Reluctantly, and after resisting like hell (it was one of nine nations that initially rejected the deal), Ireland has accepted the framework of a minimum 15% corporate tax on large global corporations (for the rest it will remain the same). 12.5%), but with enough lightning rods for these giants to continue paying their taxes in the country, and not where they sell their goods and services, which is what was intended. There will be an economic cost, although it will be relatively small (two or three billion euros per year) and manageable. The model will remain the same. Some eight hundred US companies invest more than twenty billion euros annually, employing 180,000 workers directly, and another 150,000 indirectly.
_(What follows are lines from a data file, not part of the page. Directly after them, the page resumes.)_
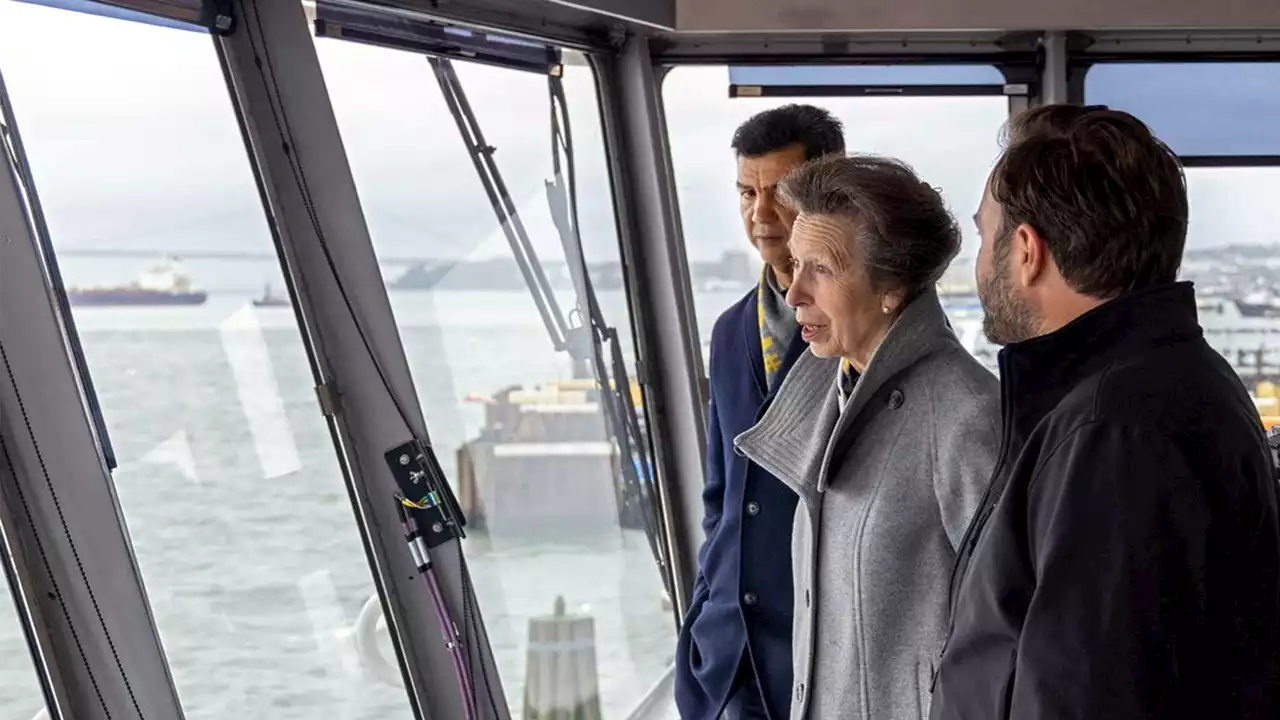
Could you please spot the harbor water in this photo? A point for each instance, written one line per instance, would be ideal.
(247, 542)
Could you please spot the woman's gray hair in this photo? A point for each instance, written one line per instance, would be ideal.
(906, 237)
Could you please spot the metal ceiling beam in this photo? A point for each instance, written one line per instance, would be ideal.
(837, 48)
(74, 578)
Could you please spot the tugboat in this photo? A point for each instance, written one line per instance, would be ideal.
(269, 300)
(164, 283)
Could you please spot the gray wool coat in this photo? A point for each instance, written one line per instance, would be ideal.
(887, 486)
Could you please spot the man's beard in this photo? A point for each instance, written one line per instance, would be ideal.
(1005, 317)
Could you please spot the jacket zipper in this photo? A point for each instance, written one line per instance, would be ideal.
(964, 554)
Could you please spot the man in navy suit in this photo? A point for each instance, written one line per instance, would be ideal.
(734, 657)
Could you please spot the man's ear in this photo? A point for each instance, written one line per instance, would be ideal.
(1029, 255)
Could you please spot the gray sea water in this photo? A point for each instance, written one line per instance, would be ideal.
(248, 546)
(247, 542)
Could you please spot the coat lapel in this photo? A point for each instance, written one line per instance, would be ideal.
(752, 350)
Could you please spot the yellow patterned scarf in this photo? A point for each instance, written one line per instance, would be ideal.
(768, 345)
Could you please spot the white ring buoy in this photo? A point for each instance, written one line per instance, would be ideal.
(368, 623)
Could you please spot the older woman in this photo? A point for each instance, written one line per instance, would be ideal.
(886, 428)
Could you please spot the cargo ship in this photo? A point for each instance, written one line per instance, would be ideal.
(164, 283)
(421, 276)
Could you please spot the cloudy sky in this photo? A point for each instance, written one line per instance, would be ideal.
(135, 145)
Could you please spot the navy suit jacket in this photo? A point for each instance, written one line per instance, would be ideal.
(743, 592)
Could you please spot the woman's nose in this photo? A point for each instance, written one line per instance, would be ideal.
(796, 295)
Fiscal certainty has always been one of the reasons why Ireland is attractive for business, to the point that the government refused after the 2008-2010 crisis to raise taxes to obtain a bailout from the International Monetary Fund, instead Instead, he preferred to assume the political and social cost of reducing the minimum wage and imposing draconian austerity measures that left social services in a skeleton and dented the savings of the long-suffering middle classes.

The Irish economy is so atypical that institutions and experts can't even agree on its competitiveness. It is obvious that it is attractive for multinationals, but a recent OECD report indicates that for small companies and individuals not so much, far from it, if one takes into account the global pressure as a whole, and taxes such as that of the income (there are only two bands, twenty and forty percent, with nothing in between), inheritance, wealth and VAT. Incomes of more than 50,000 euros per year (18% of the population) contribute 75% of what the Treasury coffers receive.
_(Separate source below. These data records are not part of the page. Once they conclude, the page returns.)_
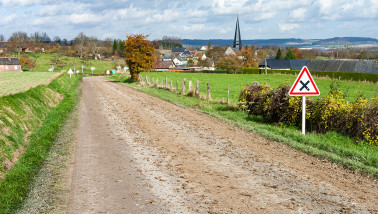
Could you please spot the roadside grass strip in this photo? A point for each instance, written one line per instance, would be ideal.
(333, 146)
(16, 185)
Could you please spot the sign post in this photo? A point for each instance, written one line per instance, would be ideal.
(304, 86)
(70, 72)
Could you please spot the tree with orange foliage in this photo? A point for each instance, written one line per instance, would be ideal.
(139, 55)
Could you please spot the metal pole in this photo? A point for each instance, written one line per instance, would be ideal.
(303, 114)
(265, 67)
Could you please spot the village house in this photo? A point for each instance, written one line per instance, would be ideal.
(284, 64)
(231, 51)
(10, 64)
(204, 48)
(3, 47)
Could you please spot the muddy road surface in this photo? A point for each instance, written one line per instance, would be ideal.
(138, 154)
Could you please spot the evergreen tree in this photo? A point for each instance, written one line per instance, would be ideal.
(279, 54)
(290, 55)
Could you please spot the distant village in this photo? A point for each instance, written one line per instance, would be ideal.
(173, 56)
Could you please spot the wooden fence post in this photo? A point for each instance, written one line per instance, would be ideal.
(183, 86)
(197, 88)
(208, 91)
(228, 94)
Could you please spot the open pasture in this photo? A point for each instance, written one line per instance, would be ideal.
(15, 82)
(220, 82)
(44, 62)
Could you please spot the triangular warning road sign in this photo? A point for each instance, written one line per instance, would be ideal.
(304, 85)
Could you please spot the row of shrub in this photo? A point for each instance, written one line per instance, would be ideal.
(370, 77)
(329, 113)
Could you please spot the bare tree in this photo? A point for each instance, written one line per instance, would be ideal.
(18, 40)
(36, 38)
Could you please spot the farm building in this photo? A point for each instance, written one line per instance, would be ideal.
(10, 64)
(3, 47)
(284, 64)
(343, 65)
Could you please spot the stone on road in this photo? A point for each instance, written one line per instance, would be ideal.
(138, 154)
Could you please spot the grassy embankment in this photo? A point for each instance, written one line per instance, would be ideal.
(29, 123)
(16, 82)
(332, 146)
(44, 63)
(220, 82)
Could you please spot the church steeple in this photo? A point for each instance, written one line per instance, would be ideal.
(237, 39)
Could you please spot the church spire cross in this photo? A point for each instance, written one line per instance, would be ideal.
(237, 39)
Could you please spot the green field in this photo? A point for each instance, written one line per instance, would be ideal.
(29, 124)
(44, 63)
(15, 82)
(220, 82)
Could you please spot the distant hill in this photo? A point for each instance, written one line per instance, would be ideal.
(286, 42)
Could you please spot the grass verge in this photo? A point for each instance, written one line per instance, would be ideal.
(332, 146)
(15, 187)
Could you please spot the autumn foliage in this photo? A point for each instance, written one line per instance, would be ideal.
(139, 55)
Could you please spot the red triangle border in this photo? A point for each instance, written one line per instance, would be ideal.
(291, 93)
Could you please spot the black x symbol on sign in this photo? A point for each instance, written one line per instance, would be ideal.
(304, 85)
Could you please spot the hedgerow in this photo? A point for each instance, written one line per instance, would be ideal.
(329, 113)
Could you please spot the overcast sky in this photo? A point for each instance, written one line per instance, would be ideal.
(192, 19)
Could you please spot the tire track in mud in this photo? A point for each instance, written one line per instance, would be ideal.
(191, 162)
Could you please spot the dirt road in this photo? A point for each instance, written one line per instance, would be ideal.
(139, 154)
Two centre-right parties (Fianna Fail and Fine Gael, now in a coalition) have dominated Irish politics in the century since independence. But Sinn Fein, the former political arm of the IRA, is widely leading the polls ahead of the 2025 elections and presents itself as a socially progressive movement, whose priority is solving problems such as housing, attractive to young people. Their goal is reunification.
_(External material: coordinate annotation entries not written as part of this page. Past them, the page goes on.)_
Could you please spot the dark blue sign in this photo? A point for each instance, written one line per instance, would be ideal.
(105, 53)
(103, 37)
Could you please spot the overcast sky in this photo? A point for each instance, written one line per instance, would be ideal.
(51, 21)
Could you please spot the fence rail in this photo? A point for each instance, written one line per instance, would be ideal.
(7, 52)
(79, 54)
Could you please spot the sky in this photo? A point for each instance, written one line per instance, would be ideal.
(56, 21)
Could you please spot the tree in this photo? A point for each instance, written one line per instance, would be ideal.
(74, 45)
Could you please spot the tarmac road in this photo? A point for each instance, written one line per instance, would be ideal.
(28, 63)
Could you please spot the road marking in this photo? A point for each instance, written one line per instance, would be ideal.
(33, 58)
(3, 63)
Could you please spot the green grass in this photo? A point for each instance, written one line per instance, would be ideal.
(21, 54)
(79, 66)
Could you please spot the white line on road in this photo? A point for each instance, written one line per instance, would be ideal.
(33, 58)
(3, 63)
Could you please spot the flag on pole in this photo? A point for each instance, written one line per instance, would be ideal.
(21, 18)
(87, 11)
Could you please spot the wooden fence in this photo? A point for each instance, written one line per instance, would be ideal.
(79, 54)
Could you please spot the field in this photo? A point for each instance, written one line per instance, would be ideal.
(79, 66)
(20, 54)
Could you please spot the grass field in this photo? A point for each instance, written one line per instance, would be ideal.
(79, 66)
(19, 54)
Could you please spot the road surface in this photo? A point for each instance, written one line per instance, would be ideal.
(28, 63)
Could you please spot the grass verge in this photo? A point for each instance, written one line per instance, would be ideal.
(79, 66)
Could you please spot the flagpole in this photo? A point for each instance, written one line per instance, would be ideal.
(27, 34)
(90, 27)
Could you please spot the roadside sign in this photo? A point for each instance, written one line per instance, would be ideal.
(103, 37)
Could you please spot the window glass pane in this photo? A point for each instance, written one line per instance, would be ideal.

It would be a greater economic revolution than German integration, since Northern Ireland has a very low productivity index, its deficit is the highest of the four nations that make up the United Kingdom, and it is subsidized with twelve billion euros a year by London (money that Dublin should assume at a cost of five points of GDP). As an abstraction, 66% of the Irish agree with reunification. But if they are told that this would mean a tax increase, 54% oppose it. It is not known what animal the ancient Celtic tiger is now, but it knows how to do the math.